Would you be surprised to find out that fewer than four gallons of that will actually be burned to turn your tires and push you down the road?
It’s true. The rest of the energy is lost through engine heat (about 70 percent); powering the things attached to your engine, like your alternator and water pump (five percent); drive-train inefficiencies (five percent); and idling (three percent).
Only about 17 to 21 percent of the energy your gasoline delivers makes its way all the way your tires to keep you rolling down the highway. This sounds bad, and it is, but it also presents lots of opportunities for emerging technologies to make cars more fuel efficient and greener.

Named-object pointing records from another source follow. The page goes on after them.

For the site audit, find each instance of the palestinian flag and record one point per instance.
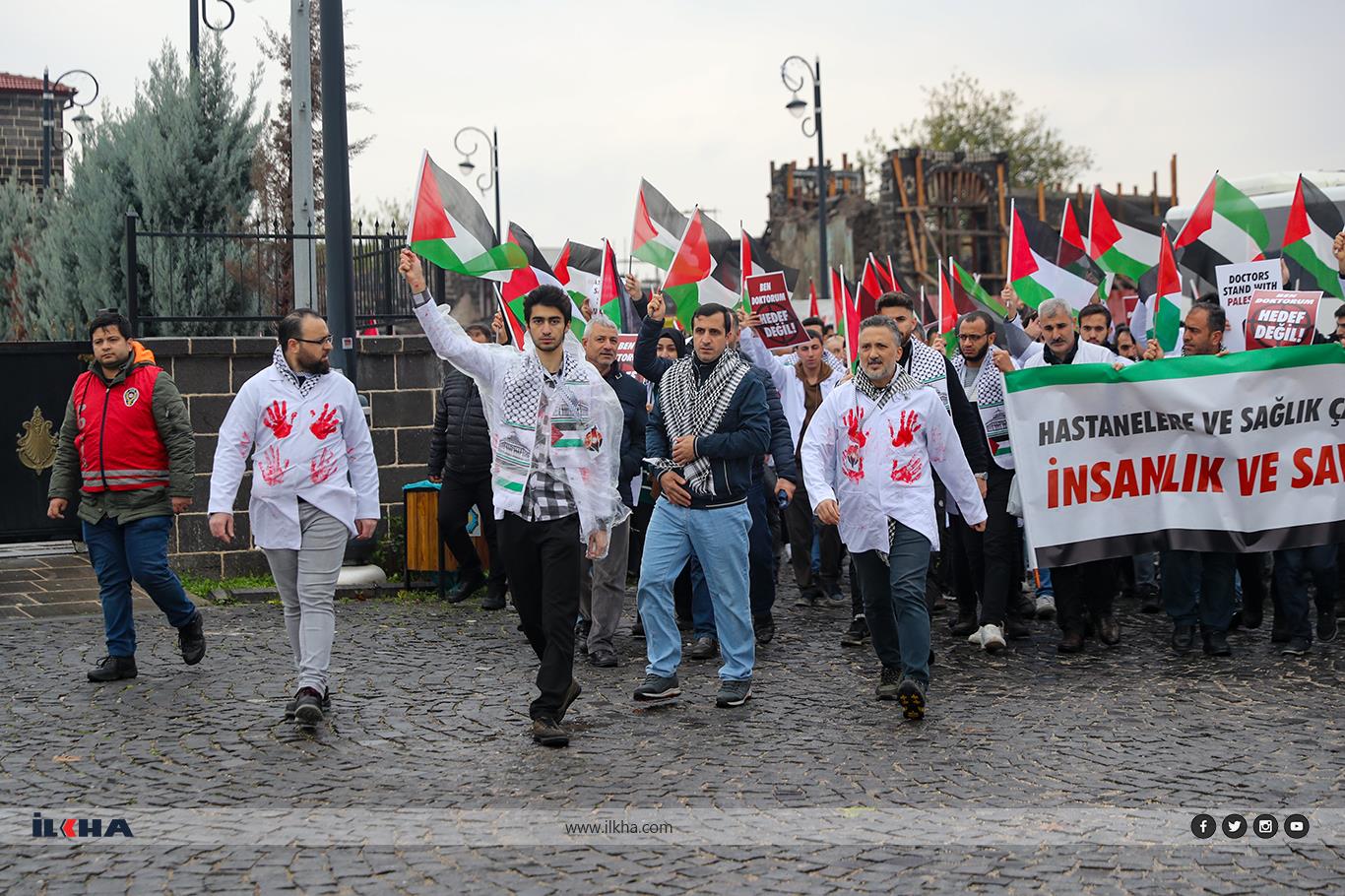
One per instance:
(1169, 304)
(1226, 227)
(1072, 253)
(1032, 271)
(449, 228)
(690, 282)
(1121, 241)
(609, 289)
(1312, 227)
(524, 282)
(658, 227)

Here are seven innovations that will help automakers get to the 2025 higher fuel standard of 54.5 mpg:
1 – Start-Stop Systems
A lot of starving students are used to driving a car that dies every time it comes to a stop. Start-stop systems do this on purpose. They shut down at a stop and restart automatically when the driver hits the accelerator. Hybrid vehicles use this system, but there will be more non-hybrid vehicles going this way as well. It reduces the fuel lost while idling and can be especially beneficial in heavy stop-and-go traffic.
2 – Micro-Hybrids and Mild-Hybrids
Micro-hybrids are similar to start-stop systems except they have a separate electricity storage capacity to restart the car, instead of using the car’s regular battery. Mild-hybrids are essentially smaller versions of regular hybrid vehicles. A secondary electric motor kicks in at certain times when less power is needed. Energy to drive this motor is created and stored when braking and coasting.

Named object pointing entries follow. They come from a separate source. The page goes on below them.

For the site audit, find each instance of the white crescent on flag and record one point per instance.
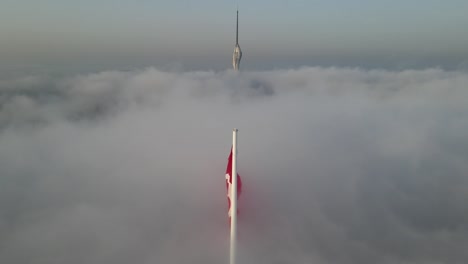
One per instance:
(229, 183)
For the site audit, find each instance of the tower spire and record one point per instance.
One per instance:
(237, 27)
(237, 55)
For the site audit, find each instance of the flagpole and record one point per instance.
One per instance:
(232, 257)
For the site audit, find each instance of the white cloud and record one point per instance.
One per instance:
(340, 166)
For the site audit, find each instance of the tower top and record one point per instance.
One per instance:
(237, 27)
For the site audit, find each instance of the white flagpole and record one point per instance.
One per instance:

3 – Advanced Engine Designs
Since most of the energy loss happens at the engine itself, improvements here can leverage dramatic gains in fuel efficiency. One of these is the Scuderi engine, which uses paired cylinders, compressed air and a turbo charger to increase efficiency. A recent test on a Nissan Sentra resulted in an overall fuel mileage boost of 54 percent.

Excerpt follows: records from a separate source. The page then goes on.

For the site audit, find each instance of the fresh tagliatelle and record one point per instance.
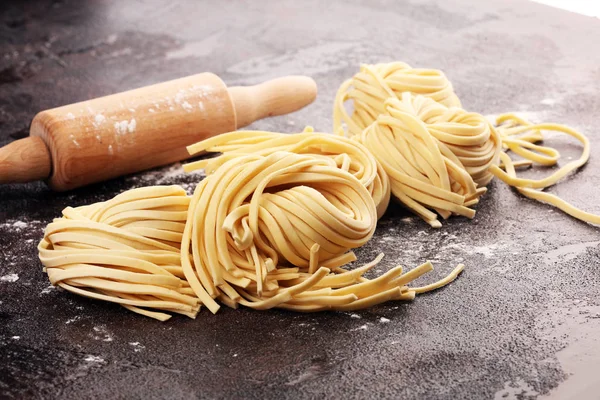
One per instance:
(348, 155)
(266, 228)
(125, 251)
(428, 146)
(276, 230)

4 – Lighter Weight Materials
Advanced materials research will have a major impact on making cars greener and helping them meet our increasingly demanding fuel economy standards. The U.S. Department of Energy has been partly funding LAMP, the Lightweight Automotive Materials Program. For example, various research groups are working with polymer composites. These materials combine plastics with other materials, like glass or textiles, to make an end product that is has the strength, durability and weight reduction automakers require. Advancements will also allow automakers to use more lightweight aluminum in vehicles.
5 – Clean Diesel
Diesel vehicles get superior fuel economy, however they have been pretty stinky to run. New diesel catalysts will fix that, making diesels some of the cleanest running vehicles out on the highway.
6 – Direct Fuel Injection
Although directly injecting fuel into the cylinders is not a new idea—diesels have been doing it for years—it’s only now beginning to find its way into gasoline automobiles. It’s more efficient and allows engines to run cooler which results in increased power output.
7 – Hydrogen Cells
While the internal combustion engine doesn’t have to worry about being pushed out of the number one spot in the automotive world yet, fuel cell vehicles (FCV) look promising for the future. They run on hydrogen gas and produce no environmentally harmful tailpipe emissions. Right now Honda offers its FCX Clarity on a very limited basis – they plan to lease 200 vehicles in Southern California over three years. So far, its cost is too high to enjoy widespread market success.
Working at the problem from a wide variety of angles, should produce benefits from both the consumer, who would like to save money on gas, and the environment.